Risk caught a bid from comments by President Trump and VP Pence pointing to an imminent stabilisation in the growth rate of new cases in hotspots in the US – current cases stand at 335k with 9.5k deaths according to JHU CSSE. According to Trump, “we are seeing things happen [in the data] which are very good.” This comes following prior comments on Saturday that “the country faces a very, very deadly period” over the next two weeks. He was also open to further fiscal stimulus, including a second round of stimulus checks.
- S&P futures are up over 3.5% to 2571 while USDJPY is approaching 109 (+0.4%). AUD is a particular beneficiary here contrasting with GBP weakness following PM Johnson being hospitalised. Over in EM, we note divergence emerging, with fiscal disappointments and ratings actions weighing down MXN and ZAR respectively. USD-Asia meanwhile has traded quietly with CNH, INR and THB out for holidays. More below.
– The recovery in the Chinese economy, where there is mixed evidence and some indications of renewed lockdowns in parts of the country, due to ‘second waves.’ Similarly, some other Asian countries are experiencing a renewed rises in cases, such as Hong Kong or Singapore.

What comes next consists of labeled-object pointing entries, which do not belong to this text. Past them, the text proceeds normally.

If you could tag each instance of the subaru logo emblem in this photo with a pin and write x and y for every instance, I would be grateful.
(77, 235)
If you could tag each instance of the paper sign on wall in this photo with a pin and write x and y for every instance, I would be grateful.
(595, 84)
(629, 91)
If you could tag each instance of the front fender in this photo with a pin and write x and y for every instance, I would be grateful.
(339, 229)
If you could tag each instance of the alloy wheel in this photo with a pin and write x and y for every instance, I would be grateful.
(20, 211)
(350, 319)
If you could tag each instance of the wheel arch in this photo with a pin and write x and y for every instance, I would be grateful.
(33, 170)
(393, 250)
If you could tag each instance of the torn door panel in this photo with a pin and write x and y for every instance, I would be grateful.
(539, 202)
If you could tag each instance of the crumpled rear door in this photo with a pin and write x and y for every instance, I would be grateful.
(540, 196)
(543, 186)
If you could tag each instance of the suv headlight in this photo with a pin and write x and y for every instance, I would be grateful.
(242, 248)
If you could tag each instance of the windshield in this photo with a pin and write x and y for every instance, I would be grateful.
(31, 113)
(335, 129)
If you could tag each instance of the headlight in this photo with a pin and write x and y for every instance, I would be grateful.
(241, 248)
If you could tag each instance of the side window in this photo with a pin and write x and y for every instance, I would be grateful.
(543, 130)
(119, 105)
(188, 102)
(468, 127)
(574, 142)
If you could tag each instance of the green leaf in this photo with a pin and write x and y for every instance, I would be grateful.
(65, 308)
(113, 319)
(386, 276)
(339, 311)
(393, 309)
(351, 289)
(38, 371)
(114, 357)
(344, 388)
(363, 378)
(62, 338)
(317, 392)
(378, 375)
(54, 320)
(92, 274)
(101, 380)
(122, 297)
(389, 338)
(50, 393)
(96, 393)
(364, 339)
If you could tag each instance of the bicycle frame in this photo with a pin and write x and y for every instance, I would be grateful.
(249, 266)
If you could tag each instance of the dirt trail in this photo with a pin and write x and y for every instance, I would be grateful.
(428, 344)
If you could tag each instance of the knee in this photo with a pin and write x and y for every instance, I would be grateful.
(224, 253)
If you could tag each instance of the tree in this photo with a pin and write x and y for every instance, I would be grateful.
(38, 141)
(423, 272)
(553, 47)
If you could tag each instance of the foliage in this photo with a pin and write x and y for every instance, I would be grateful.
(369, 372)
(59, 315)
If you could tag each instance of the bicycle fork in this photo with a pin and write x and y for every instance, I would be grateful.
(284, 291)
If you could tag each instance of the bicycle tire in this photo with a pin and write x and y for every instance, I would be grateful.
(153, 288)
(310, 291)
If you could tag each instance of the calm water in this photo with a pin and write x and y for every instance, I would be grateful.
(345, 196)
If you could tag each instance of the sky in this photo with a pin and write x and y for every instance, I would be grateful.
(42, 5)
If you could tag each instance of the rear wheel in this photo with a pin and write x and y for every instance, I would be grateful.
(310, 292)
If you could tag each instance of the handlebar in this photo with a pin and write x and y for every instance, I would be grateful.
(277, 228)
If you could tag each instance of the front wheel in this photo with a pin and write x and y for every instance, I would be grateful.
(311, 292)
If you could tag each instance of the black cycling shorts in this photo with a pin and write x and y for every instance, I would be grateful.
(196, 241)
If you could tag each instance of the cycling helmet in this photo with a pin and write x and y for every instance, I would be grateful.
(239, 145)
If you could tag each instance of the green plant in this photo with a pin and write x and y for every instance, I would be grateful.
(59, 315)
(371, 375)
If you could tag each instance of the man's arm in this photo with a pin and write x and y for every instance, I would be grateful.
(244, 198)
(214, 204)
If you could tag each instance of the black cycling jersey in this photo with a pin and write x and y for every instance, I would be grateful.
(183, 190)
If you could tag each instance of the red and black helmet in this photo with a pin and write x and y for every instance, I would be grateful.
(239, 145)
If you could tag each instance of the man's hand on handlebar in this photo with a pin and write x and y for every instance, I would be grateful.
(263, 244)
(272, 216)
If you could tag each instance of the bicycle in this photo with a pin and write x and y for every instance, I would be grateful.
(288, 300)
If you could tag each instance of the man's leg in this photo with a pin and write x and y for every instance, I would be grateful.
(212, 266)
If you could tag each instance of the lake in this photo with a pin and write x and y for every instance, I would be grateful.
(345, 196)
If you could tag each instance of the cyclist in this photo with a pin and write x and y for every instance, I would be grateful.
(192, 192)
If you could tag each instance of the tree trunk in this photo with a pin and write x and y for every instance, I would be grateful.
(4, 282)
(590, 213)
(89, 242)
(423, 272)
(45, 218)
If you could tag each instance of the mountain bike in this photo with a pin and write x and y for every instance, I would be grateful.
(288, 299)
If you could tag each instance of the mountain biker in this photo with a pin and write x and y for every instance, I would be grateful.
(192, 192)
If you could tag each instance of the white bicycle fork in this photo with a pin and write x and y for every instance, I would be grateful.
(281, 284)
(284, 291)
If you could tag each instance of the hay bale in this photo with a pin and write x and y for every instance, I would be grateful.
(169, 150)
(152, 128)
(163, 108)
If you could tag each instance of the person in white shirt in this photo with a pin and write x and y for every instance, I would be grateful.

– Indications of when restrictions could begin to be loosened. One of the most important lessons from the 1918 influenza outbreak is that public health measures were key for not only limiting excess deaths but also the likely economic damage. Continued concern about the ability of EMs to deal with the health, economic and financial fallout.
– Overall, in the short-term we think that market sensitivity to new virus case data will begin to recede, but that the eventual recovery process remains very uncertain and bears risk of major surprises, which for now appear tilted to the downside. We remain bearish GBP even though it mildly outperformed last week. Among risk currencies in G10, we continue to prefer AUD.